Singapore’s Online Safety Code comes into effect July 18

Singapore’s Online Safety Code comes into effect July 18

SINGAPORE — The Online Safety Code mitigates the risks from harmful social media content to Singapore users, especially children, by requiring designated Social Media Services (“SMSs”) to enhance online safety and curb the spread of harmful content on their services which will take effect from July 18, 2023.

The Code of Practice for Online Safety (“Online Safety Code”) is issued by Infocomm Media Development Authority (IMDA).

The categories of harmful content covered by the Code are: Sexual content, Violent content, Suicide and self-harm content, Cyberbullying content, Content endangering public health, and Content facilitating vice and organised crime.

Designation of Social Media Services to comply with the Online Safety Code

The Online Safety (Miscellaneous Amendments) Act, which took effect on 1 February 2023, introduced a new part to the Broadcasting Act to tackle harmful content on online services accessible to Singapore users.

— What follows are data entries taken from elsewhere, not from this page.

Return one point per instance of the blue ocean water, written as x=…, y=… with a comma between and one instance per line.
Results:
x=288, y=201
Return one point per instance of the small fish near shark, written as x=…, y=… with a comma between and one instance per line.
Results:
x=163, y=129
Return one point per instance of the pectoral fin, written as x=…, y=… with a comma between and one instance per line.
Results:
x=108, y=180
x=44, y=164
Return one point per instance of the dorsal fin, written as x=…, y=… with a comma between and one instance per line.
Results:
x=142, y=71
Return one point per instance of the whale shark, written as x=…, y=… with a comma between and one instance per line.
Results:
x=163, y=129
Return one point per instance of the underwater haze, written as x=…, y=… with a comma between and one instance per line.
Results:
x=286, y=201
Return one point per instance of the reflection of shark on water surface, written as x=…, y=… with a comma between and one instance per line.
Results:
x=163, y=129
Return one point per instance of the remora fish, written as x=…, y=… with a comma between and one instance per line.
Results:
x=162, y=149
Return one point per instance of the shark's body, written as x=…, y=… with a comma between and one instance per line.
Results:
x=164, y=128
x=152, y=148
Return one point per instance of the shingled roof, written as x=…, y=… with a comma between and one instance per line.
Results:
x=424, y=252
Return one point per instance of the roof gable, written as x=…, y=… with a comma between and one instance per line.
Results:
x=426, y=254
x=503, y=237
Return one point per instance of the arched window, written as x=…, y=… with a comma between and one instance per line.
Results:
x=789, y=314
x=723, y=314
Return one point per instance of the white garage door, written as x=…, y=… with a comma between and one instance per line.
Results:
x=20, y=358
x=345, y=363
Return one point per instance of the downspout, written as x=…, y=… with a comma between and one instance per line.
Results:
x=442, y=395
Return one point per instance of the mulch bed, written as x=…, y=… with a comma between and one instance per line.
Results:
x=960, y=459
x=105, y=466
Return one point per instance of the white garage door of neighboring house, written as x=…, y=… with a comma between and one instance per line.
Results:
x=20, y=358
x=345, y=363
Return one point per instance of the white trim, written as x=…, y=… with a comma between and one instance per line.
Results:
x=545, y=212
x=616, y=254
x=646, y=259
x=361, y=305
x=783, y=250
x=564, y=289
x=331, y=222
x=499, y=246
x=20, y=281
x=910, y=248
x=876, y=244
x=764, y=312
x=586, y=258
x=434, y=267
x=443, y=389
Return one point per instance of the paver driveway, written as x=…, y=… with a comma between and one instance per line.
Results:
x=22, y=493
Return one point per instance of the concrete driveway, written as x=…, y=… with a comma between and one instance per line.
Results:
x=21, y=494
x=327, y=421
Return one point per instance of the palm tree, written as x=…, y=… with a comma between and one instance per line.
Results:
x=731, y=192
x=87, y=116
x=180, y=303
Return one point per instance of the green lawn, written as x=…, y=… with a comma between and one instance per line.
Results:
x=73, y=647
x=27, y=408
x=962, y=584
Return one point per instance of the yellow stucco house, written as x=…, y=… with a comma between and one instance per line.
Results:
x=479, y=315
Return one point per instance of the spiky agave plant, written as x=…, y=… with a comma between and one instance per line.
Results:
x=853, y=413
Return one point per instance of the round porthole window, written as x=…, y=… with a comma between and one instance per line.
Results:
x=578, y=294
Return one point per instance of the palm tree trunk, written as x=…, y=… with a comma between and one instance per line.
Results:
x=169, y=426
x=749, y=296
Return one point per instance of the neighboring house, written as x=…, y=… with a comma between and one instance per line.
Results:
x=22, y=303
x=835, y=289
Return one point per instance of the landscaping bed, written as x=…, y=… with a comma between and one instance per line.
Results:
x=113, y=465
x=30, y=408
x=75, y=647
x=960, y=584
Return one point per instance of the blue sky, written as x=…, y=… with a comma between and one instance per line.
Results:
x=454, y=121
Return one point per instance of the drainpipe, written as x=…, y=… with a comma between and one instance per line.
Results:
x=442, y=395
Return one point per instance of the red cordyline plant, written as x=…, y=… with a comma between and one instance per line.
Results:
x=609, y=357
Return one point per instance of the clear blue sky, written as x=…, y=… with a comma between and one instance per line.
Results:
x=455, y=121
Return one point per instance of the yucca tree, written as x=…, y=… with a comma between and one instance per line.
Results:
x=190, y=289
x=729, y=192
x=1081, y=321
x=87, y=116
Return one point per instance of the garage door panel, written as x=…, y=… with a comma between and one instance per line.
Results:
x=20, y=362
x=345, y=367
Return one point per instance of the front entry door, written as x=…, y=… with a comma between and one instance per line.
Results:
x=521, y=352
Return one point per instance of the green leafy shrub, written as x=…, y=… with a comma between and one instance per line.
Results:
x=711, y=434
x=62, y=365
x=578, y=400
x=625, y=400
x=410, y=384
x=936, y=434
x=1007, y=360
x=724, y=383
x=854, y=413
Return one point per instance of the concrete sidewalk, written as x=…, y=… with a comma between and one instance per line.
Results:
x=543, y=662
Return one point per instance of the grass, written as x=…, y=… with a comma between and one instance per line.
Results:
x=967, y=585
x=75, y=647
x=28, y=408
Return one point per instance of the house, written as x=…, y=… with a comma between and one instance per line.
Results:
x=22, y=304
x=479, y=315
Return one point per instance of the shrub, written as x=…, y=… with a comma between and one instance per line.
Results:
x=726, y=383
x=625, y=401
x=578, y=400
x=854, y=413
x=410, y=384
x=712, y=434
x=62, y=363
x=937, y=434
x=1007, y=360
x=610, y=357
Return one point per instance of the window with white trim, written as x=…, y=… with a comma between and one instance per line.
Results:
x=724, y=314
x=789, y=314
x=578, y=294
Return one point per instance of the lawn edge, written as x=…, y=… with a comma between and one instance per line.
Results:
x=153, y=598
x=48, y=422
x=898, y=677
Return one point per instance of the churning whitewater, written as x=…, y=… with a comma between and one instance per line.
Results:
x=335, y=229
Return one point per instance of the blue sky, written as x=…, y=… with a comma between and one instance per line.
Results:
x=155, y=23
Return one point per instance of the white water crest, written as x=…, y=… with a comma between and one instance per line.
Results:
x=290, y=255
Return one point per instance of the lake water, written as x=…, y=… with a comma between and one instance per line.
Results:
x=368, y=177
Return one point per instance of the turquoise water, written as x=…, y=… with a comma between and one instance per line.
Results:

It empowers IMDA to designate SMSs with significant reach or impact in Singapore to comply with online Codes of Practice such as this Online Safety Code.

The designated SMSs are Facebook, HardwareZone, Instagram, TikTok, Twitter, and YouTube.

IMDA has taken a multi-pronged approach to developing and refining the Online Safety Code, which includes extensive consultation with various stakeholders, such as the public, academics, and industry, to understand public concerns and operational considerations.

In particular, the designated SMSs were engaged extensively and were invited to submit formal responses to the Online Safety Code.

Key requirements of the Online Safety Code

Designated SMSs have to:

  1. Minimise Singapore users’ exposure to harmful content, with additional protection for children
    • Put in place systems and processes to tackle harmful content, including community guidelines and effective content moderation measures.
    • Users will be empowered with tools to manage their own safety. These may include tools to hide harmful content and unwanted interactions, limit location sharing and the visibility of their accounts from other users.
    • Apply age-appropriate policies to accounts belonging to children, including having a set of community guidelines appropriate for children, content moderation, and online safety information that children can easily understand. Accounts belonging to children must not receive advertisements, promoted content and content recommendations that designated SMSs are reasonably aware to be detrimental to children’s physical or mental well-being.
    • Put in place tools for parents/guardians to manage their children’s safety, such as tools to manage the content that their children view, the public visibility of their accounts, parties who can contact and interact with them and location sharing.
  2. Empower Singapore users with effective and easy-to-use reporting mechanisms to report harmful content or unwanted interactions
    • Take appropriate action on user reports in a timely and diligent manner, and inform these users of their decision and any action taken in response to their reports.
  3. Be accountable to Singapore users by providing transparency on their measures and levels of safety in annual online safety reports
    • Publish annual online safety reports online, to help users make an informed choice on which designated SMS would be best placed to provide a safe user experience. The first annual online safety reports are required to be submitted in the second half of 2024, and will be published on the IMDA website. These annual online safety reports will provide information about measures designated SMSs have put in place to combat harmful content and how Singapore users’ experience on the services has been.

Tackling the threat of harmful online content is a global issue that requires a whole-of-society effort. The Singapore Government has strengthened our regulatory framework and will continue its efforts in ensuring that regulatory and public education measures can address the growing range of harmful online content and protect Singapore users against online harms.

IMDA will continue to work closely with SMSs to enhance Singapore’s Online Safety.